Scorcher reviews: A1 Bakery
Click PLAY below to hear the full review on 3AW Breakfast
We all have those friends from a previous life, from school days perhaps, whom you can call upon for a long-overdue rendezvous and when you meet up it’s like no time has passed at all.
It’s the same with restaurants.
There are certain eateries in Melbourne that you know will always be there for you, ready to comfort you with a hearty hug of a meal, when you next need it, even though you’ve been off gallivanting with other newer, sexier establishments.
A1 Bakery, a Brunswick institution, is one such restaurant: a beacon of bready goodness in bustling Sydney Road.
And this week I thought it was high time that I paid a visit to my good old buddy.
Started by two brothers, the Lebanese bakery has been pumping out spicy baked goods to feed the hungry masses of Melbourne for almost three decades.
Serving traditional Lebanese flatbreads, pitas and pizzas, A1 is the kind of place you come to fill your belly with wholesome food – and walk away without having drained your back pocket.
The phrase ‘cheap and cheerful’ was invented for a joint like A1 Bakery.

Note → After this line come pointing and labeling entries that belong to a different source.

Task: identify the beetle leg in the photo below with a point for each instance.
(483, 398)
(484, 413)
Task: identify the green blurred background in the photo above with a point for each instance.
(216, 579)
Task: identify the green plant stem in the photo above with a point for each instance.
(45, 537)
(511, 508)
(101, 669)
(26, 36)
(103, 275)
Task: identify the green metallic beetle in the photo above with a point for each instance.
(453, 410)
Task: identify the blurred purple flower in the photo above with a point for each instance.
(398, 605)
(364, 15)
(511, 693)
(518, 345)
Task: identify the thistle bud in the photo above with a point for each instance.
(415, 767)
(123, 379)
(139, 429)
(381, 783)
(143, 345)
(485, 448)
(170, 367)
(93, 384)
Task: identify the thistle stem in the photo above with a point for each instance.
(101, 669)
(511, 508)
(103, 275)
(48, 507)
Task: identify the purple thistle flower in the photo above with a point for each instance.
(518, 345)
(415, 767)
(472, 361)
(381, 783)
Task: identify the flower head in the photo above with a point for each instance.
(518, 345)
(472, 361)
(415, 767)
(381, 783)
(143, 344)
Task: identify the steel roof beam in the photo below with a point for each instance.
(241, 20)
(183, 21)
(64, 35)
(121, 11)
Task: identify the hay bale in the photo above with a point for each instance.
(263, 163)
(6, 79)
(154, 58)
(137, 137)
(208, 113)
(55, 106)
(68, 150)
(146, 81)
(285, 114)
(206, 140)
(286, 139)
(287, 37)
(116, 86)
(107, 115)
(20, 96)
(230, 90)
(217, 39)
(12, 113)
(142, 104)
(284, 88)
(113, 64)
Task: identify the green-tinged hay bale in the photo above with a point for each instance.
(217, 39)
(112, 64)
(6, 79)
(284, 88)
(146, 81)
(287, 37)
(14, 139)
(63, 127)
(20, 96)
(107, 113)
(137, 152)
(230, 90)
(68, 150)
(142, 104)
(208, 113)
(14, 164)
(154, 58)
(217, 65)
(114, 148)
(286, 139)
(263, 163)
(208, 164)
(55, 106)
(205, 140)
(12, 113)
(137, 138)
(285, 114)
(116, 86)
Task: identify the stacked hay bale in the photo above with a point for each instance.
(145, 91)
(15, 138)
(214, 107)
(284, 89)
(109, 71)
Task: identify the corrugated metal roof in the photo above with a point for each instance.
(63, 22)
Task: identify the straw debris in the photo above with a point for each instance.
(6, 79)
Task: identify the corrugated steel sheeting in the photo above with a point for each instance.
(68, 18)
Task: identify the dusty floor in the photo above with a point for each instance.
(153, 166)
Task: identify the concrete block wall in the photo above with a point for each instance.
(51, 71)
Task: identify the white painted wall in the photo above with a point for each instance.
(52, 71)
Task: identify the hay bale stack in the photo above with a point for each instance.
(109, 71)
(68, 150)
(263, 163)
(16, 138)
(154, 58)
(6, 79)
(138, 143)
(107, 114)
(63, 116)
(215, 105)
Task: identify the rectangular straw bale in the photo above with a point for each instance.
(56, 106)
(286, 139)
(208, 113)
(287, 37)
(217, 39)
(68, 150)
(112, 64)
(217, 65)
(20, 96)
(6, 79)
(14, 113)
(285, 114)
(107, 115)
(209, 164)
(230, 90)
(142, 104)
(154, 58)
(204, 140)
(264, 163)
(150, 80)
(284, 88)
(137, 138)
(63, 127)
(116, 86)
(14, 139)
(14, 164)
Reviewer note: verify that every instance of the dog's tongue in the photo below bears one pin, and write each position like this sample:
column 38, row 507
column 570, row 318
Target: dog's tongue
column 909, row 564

Old men sit around chatting over coffee, students take a temporary break from diving down the rabbit hole that is their iPhone to devour huge $3 spinach triangles and kids shove slices of folded pizza into their smiling gobs, their parents stoked that they’ve only had to part with a fiver to pacify their sproggets.
The simple, canteen-style space fills up quickly, but the queues move swiftly and tables turn over at a pace, so wait times are seldom longer than a few minutes.
When A1 Bakery opened in 1992, Joan Kirner was Premier of Victoria, Billy Ray Cyrus’s ‘Achy Breaky Heart’ was topping the ARIA charts, Prince Charles and Diana were heading for Splitsville and Ross Stevenson hosted a program called ‘Lawyers, Guns and Money’.
Melbourne has undergone so much change in the years since – we got CityLink and eTags, Crown Casino and Federation Square, freak shakes and smashed avocado – but A1 has remained a reliable feature of the northern suburbs, with prices seemingly frozen at Nineties values as well.
The massive spinach and Danish feta triangle is almost a meal in itself, and at $4 you’d be hard pressed to find a better value snack in this city.
The dish that got my tummy humming was the shanklish pie ($5), a kayak-shaped doughy parcel as long as your arm filled with yoghurt-based cheese, tomatoes, onions and herbs.
The pizzas are fine and thrifty as well: the zaatar-based flatbread with tomato, onion capsicum and olives is a treat for vegetarians, so too the dips with pita, and the felafel wraps and platters.
Don’t get me wrong, this isn’t flashy, white-tablecloth dining; punters flock here for good, honest, filling food.
So, while old friends may not always be as intriguing or beguiling as new acquaintances, it can be a rather fulfilling exercise to drop in on them for a catch up every now and again.